ROFL, found a better one!


----------



## Bigshadow (Apr 19, 2006)

I am in...


----------



## James Patrick (Apr 19, 2006)

This is the best game ever! lol


----------



## Bigshadow (Apr 19, 2006)

I certainly hope Rich isn't offended by this.  Many of these quotes are so funny because they are taken out of context.


----------



## James Patrick (Apr 19, 2006)

I found another good one that someone else can use:



			
				Rich Parsons said:
			
		

> Have they made an internet deodorant yet?


 
And, no, I don't think Rich would be offended. I've met Rich before, he knows when it is all in good fun. 

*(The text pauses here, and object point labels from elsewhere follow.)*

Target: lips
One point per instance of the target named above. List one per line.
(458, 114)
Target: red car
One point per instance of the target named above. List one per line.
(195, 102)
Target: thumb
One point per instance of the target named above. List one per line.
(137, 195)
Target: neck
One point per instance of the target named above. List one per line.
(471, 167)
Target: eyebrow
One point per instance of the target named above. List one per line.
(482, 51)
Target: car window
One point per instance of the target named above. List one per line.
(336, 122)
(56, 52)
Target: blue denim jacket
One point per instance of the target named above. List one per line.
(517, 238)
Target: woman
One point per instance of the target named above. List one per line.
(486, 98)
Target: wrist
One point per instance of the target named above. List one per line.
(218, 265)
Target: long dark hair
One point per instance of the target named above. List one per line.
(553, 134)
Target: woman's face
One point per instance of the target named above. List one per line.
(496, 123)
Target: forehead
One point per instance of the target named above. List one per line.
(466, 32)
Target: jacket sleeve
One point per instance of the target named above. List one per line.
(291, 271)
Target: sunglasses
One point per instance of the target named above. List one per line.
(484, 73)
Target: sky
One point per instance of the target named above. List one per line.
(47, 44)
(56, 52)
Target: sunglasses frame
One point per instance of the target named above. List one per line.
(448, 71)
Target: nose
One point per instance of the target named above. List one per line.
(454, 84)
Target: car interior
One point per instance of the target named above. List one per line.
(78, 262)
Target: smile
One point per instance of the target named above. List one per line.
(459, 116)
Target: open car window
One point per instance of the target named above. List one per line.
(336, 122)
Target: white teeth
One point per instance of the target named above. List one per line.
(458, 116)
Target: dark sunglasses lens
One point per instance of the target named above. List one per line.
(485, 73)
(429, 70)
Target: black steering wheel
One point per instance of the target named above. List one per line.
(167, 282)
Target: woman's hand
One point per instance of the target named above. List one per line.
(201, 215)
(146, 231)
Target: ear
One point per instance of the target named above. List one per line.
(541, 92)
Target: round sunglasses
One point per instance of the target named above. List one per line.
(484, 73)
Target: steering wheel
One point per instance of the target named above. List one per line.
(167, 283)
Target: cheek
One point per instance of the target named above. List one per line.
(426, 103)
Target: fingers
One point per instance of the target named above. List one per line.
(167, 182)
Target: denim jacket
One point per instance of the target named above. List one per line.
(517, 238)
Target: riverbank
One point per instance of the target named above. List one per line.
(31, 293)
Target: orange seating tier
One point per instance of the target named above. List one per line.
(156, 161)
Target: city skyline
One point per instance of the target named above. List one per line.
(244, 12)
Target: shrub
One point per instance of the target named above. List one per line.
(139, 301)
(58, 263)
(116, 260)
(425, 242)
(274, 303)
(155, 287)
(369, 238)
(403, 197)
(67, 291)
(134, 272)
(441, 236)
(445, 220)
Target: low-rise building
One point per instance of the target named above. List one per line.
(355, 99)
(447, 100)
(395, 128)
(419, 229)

If he is offended, though, you would never know it... until he was standing over your bed with a hatchet!  lol


----------



## Lisa (Apr 19, 2006)

This is fun.  Just had to change mine too


----------



## OnlyAnEgg (Apr 19, 2006)

lol...found a better one!


----------



## Flatlander (Apr 19, 2006)

:roflmao:This is the best game ever!


----------



## shesulsa (Apr 19, 2006)

Flatlander said:
			
		

> ROFL, found a better one!



My quote is better than YOOOUUUUR quote.... :lol2:


----------



## OnlyAnEgg (Apr 19, 2006)

shesulsa said:
			
		

> Quote:
> Originally Posted by Rich Parsons
> ... I stroke my own cup with my rattan cane to show that even if I stayed on the side lines I came prepared.



rofl!

I wrote a poem for that one!

"I stroke my cup 
with my rattan cane
It does protect
and deflect pain
And with my cane
I'll give a poke
and, once again,
my cup I'll stroke"


----------



## SFC JeffJ (Apr 19, 2006)

How 'bout this one?


----------



## Carol (Apr 19, 2006)

James Patrick said:
			
		

> And, no, I don't think Rich would be offended. I've met Rich before, he knows when it is all in good fun.
> 
> If he is offended, though, you would never know it... until he was standing over your bed with a hatchet!  lol


 
I hope he isn't, too.  I've never met him personally, but, even in good fun to see a friend get teased a lot gets to me.


----------



## Rich Parsons (Apr 19, 2006)

OMG, I am laughing so hard I am crying right now.  :lol: :rofl: :roflmao:

It is interesting the stuff I have said. 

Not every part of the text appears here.